Blackshirt Defense Is Cornerstone, but Special Teams Are a Close Second

Paul HeidrickContributor IAugust 6, 2010

We all remember how important the defense was in the success of the 2009 Cornhuskers. When the offense struggled, the special teams played a huge role in making up ground. In 2010, even if the offense is more efficient, the special teams still may be the second best facet on the team.
Bo Pelini has said in interviews that the defense will be better in 2010, despite the loss of Ndamukong Suh.  Imagine if Suh, Barry Turner, Phillip Dillard, Larry Assante and Matt O'Hanlon were all back.  That is the potential the Nebraska special teams unit has for the 2010 season.
In 2009, Alex Henery was 24/28 kicking field goals and 38/38 kicking extra points.  Not only was Alex perfect inside 40 yards, 7-8 from 40 to 50 yards and booted 2 outside of 50, he also had two games with 4 made attempts and one game with 5. 
Henery was also a feared punter.  For the season, he punted 77 times, pinned 30 punts inside the 20 and had only one blocked. He also had 8 fair catches and 7 touchbacks, which means 58% of the time the punt was not even returned. He averaged 41 yards per punt. Adi Kunalic handled kickoff duties and was very impressive with 29 touchbacks and only one kick out of bounds out of a possible 78 kickoffs.
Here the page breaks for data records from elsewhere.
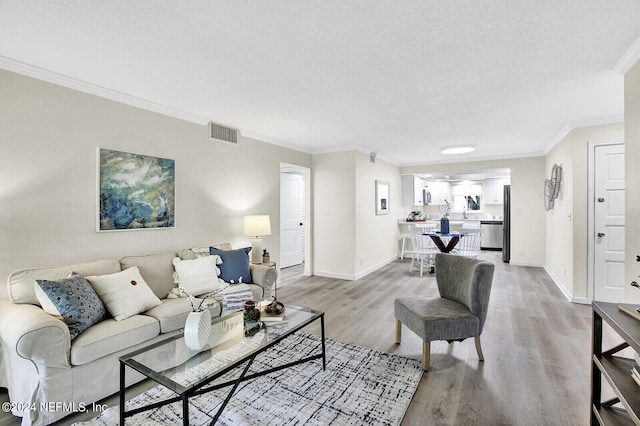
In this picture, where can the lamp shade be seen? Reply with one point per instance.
(257, 225)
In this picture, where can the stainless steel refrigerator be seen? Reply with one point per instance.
(506, 225)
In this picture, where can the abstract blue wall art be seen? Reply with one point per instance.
(135, 191)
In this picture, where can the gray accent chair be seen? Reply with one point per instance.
(460, 311)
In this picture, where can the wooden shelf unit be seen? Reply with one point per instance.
(615, 369)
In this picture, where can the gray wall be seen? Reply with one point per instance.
(49, 136)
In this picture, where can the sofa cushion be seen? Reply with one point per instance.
(124, 293)
(198, 276)
(156, 269)
(21, 283)
(73, 300)
(235, 264)
(110, 336)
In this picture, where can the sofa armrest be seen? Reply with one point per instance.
(264, 276)
(34, 335)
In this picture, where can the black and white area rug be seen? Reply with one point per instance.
(359, 387)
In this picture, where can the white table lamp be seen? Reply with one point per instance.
(257, 226)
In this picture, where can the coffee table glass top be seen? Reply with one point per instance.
(171, 363)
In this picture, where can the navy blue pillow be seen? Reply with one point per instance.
(235, 264)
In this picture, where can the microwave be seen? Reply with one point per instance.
(426, 196)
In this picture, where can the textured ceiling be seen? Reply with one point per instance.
(402, 79)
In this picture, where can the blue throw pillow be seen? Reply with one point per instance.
(73, 300)
(235, 264)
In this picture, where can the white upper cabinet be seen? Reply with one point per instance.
(413, 190)
(494, 190)
(440, 191)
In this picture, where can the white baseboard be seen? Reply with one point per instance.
(375, 268)
(532, 264)
(563, 290)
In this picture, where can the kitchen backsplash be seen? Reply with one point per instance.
(489, 211)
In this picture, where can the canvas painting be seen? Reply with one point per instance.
(135, 191)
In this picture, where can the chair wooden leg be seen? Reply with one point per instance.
(479, 348)
(426, 355)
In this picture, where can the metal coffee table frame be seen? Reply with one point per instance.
(200, 387)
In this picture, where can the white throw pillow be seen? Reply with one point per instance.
(124, 293)
(198, 276)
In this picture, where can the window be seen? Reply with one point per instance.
(466, 196)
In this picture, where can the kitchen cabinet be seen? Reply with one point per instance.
(494, 190)
(413, 190)
(440, 191)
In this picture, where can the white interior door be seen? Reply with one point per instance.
(292, 220)
(609, 223)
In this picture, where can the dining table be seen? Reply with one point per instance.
(451, 238)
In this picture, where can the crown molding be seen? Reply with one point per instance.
(564, 131)
(96, 90)
(273, 141)
(356, 148)
(629, 59)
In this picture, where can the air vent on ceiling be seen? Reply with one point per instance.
(222, 133)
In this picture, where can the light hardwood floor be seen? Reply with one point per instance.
(536, 345)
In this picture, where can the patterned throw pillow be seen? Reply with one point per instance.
(73, 300)
(235, 264)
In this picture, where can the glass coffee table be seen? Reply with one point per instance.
(232, 343)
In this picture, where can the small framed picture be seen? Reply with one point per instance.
(382, 197)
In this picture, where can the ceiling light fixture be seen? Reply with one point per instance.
(457, 149)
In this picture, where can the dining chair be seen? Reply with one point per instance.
(423, 250)
(459, 313)
(469, 244)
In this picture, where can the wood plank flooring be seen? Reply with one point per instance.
(536, 346)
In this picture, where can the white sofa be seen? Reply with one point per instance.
(48, 375)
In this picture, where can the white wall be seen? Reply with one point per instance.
(566, 257)
(376, 236)
(333, 178)
(527, 207)
(49, 135)
(349, 239)
(632, 180)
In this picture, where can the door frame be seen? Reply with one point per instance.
(308, 239)
(591, 227)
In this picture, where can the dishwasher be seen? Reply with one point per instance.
(491, 235)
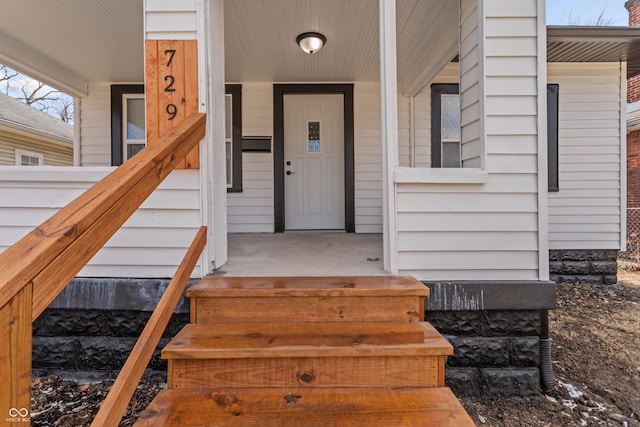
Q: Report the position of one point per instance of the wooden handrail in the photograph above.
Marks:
(39, 266)
(115, 404)
(53, 253)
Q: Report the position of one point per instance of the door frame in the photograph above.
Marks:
(279, 91)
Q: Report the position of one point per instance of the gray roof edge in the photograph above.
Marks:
(568, 32)
(21, 116)
(53, 137)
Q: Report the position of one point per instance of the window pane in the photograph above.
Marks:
(229, 164)
(133, 149)
(450, 154)
(450, 117)
(135, 118)
(26, 160)
(228, 116)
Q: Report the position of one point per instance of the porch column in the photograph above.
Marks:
(214, 179)
(389, 109)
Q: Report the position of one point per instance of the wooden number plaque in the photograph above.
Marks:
(171, 88)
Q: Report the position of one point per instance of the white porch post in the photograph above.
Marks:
(213, 175)
(389, 108)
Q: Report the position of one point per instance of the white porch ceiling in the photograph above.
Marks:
(70, 43)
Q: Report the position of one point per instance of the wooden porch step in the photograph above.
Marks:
(317, 299)
(306, 407)
(307, 355)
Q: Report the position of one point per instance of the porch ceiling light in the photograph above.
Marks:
(311, 42)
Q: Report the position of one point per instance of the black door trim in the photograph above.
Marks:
(279, 90)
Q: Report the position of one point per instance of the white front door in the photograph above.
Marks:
(314, 162)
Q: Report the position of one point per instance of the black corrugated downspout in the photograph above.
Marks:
(547, 379)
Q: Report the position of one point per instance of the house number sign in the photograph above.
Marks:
(171, 88)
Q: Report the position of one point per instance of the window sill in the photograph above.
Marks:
(406, 175)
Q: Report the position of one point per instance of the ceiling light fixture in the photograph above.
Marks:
(311, 42)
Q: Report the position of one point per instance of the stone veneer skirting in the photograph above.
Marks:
(584, 266)
(88, 331)
(494, 327)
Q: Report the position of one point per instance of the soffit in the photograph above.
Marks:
(260, 39)
(72, 42)
(595, 44)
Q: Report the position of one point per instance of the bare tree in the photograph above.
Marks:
(37, 94)
(601, 21)
(6, 74)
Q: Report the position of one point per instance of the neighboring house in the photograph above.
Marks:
(29, 137)
(486, 177)
(633, 148)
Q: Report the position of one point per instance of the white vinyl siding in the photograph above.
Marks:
(54, 154)
(484, 231)
(95, 126)
(170, 20)
(151, 243)
(368, 158)
(586, 212)
(251, 211)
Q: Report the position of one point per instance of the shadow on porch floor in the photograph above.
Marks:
(304, 254)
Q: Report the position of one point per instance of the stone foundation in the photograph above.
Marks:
(88, 331)
(494, 327)
(584, 266)
(496, 352)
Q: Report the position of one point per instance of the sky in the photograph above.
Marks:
(586, 12)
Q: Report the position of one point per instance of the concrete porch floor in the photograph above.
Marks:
(303, 254)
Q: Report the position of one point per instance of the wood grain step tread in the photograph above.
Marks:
(306, 407)
(211, 287)
(272, 340)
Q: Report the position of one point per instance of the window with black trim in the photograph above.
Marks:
(445, 138)
(127, 122)
(233, 137)
(445, 126)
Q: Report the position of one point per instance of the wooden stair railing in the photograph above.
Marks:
(115, 404)
(39, 266)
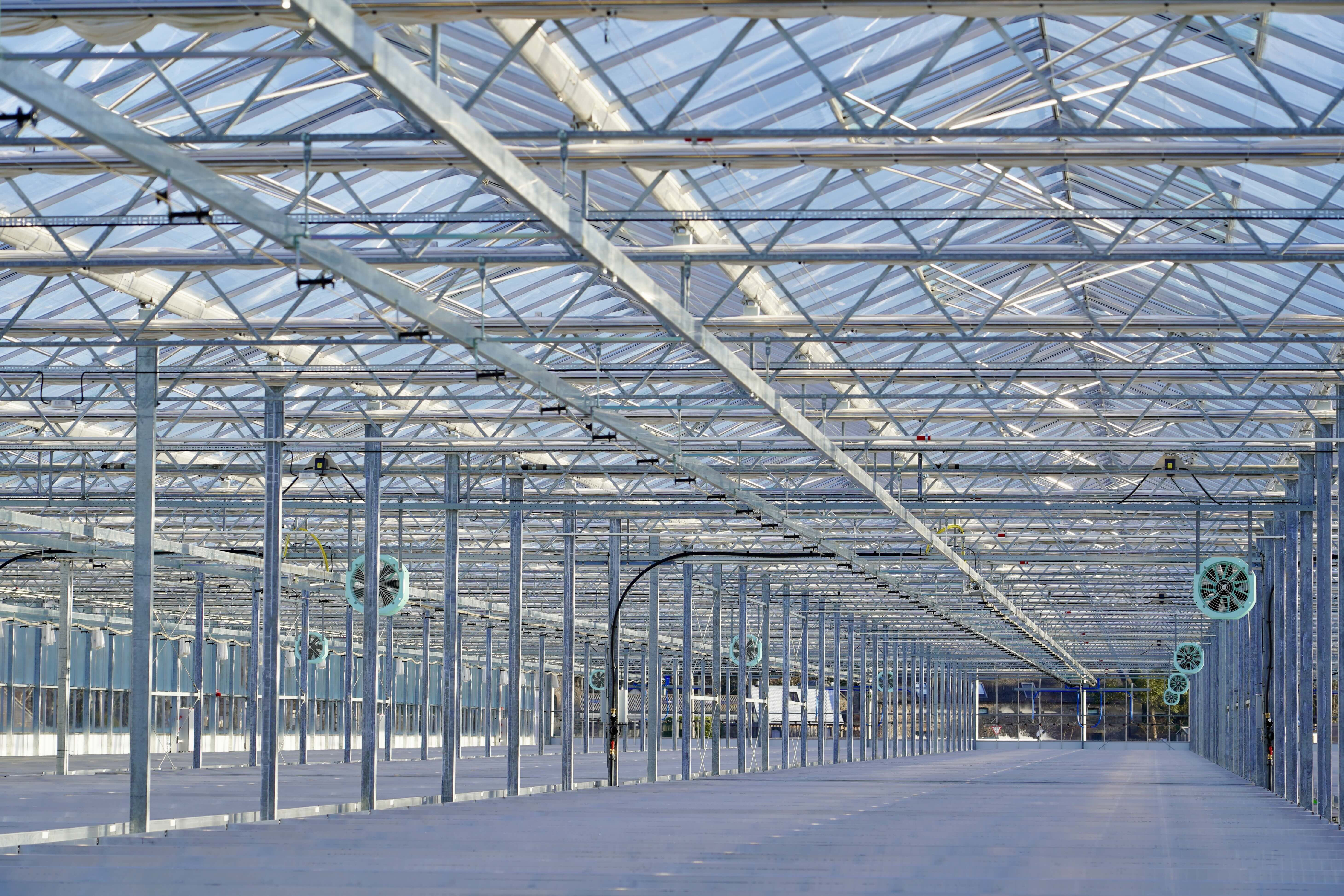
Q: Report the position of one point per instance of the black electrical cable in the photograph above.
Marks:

Even though there was only one touchdown scored between kickoff and punt returns, the average per return helped set up great field position.  Niles Paul averaged 28 yards per kickoff return on 16 returns and Tim Marlowe averaged nearly 24 on 12 returns. Paul also averaged 11 yards per punt return with one touchdown on 38 attempts and Rex Burkhead returned 4 punts for an 18 yard average.
With all of the special teamers returning for the 2010 season, the potential for Nebraska's special teams to make a significant impact game in and game out is very high.